Omnipräsent ist er zu Gange und läßt Faust und Marguerite keine Chance dem Unheil zu entfliehen. Die Bühne von Sebastian Ellrich ist ein weißes Stahlgerüst, das sich dreht und die einzelnen Teile auch verschieben läßt. Verräterisch hell ist die Bühne von Alberto Rodriguez Vega ausgeleuchtet. Ein großer roter Kußmund in Pop Art wird zum Liebesnest. Rasch ist die Abfolge der Bilder, zwischendurch fällt ein dunkler Vorhang mit einem weißen Halbkreis, wie ein Spot. Hier werden intime Szenen sowie die inneren Ängste und Kämpfe vor den Augn des Beetrachters entschlüsselt.

Spannung ist von Anfang an geboten und verdichtet sich. Die Personenregie ist gekonnt und ausgefeilt, aber bleibt ausgewogen. Auch die Chorszenen integrieren sich ohne schwerfällige Bewegungen. Den Auftritt der Soldaten nimmt er geschickt aus dem Ablauf der teuflischen Machenschaft und beläßt ihn als Probe für den Filmdreh.

Die Kostüme von Gabriela Salaverri fügen sich harmonisch und bildhaft ein. Das Juwelengeschenk ist ein silbern glitzernder Mantel, der den Varietecharakter unterstreicht.  Faust mutiert vom alten Mann im Rollstuhl zum strahlenden Playboy im Smoking. Märchen, Film, Phantasie und Realität fügen sich in unterschiedlichen Ebenen zusammen. Am Ende tötet Marguerite mit einem roten Kopfpolster ihr Kind im Kinderwagen und richtet sich selbst.   

Am Pult des Orchesters des Teatro La Fenice legt Frédéric Chaslin ein ebenso klares und temporeiches Dirigat an. Blühende ausufernde Romantik dämmt er und läßt dagegen die Pauken und Trommeln mächtig wirbeln. Was da aus dem Graben dringt hat Volumen und geht unter die Haut. Trotzdem begleitet er die Sänger gefühlvoll und mit Gespür.

Alex Esposito wird zur Inkarnation des Teuflischen. Sein Méphistophélès ist gehäßigt, bricht immer wieder in beißendes Gelächter aus und seine Freude über den Erfolg seiner tragischen Intrige drückt seine Verachtung gekonnt aus. Dazu setzt er seinen Bariton in feinsten Nuancen und breiten Klangfarben ein, säuselt Marguerite liebevoll ins Ohr und pflanzt den Dämon ein. Faust zieht er martialisch zur Rechenschaft und Valentin oder Marthe werden verachtend instrumentalisiert.

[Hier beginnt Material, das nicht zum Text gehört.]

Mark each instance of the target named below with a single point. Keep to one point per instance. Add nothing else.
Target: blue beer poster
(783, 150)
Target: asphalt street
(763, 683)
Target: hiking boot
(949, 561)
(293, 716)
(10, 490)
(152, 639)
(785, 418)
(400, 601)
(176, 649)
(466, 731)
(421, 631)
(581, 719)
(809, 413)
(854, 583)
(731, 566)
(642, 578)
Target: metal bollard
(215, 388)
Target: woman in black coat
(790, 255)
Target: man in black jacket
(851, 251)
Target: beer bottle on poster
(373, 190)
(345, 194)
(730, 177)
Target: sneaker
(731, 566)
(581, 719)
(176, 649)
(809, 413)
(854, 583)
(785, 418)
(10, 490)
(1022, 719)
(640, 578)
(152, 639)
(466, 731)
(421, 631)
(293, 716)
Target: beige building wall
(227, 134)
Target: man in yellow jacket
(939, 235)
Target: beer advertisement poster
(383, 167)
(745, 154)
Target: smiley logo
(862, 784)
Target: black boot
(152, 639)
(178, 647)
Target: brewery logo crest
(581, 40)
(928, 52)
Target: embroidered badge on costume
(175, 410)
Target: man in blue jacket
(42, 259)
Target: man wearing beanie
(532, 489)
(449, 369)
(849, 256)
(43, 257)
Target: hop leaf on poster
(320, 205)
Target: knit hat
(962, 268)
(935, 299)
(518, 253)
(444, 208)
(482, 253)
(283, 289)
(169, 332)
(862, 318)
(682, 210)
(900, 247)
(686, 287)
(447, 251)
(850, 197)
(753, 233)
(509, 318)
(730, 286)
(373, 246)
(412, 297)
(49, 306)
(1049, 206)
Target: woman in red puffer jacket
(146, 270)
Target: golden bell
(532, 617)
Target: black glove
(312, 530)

Nur Marguerite, ebenso ausdrucksstark von Carmela Remigio findet am Ende die Kraft gegen ihn aufzustehen. Voller Energie ist ihr dunkel gefärbter Sopran. Sicher und präsent ist ihre Höhe, fein intoniert und gehaltvoll sind ihre Arien.  Den Titelhelden Doctor Faust stellt Ivan Ayon Rivas dar. Der junge Peruaner gewann 2021 den Operalia Gesangswettbewerb und steht nun am Beginn einer internationalen Karriere. Sein Stimmumfang und seine Stimmkraft erlauben ihm eine beeindruckende Leistung, mitunter mit zuviel Druck. Seine Höhe ist gehaltvoll, seine Phrasierungen belcantest. Sein Spiel wirkt hölzern, aber seine sympathische Erscheinung vermittelt Bühnenpräsenz. Armando Noguera ist ein respektabler Valentin. Stimmlich führt der Argentinier seine Melodien klar intoniert, es fehlt an sattem Timbre. Im Spiel tritt er sehr präsent in Erscheinung. Paola Gardina als Siébel und Julie Mellor als Marthe Schwertlein runden die eindrucksvollen sängerischen Leistungen ab.  Den Chor des Teatro la Fenice hat Alfonso Caiani bestens einstudiert und vorbreitet.

Ungewohnt ungestümer begeisterter Applaus beim Publikum, das aufgrund der zur Zeit stattfindenden Biennale sehr international durchmischt ist.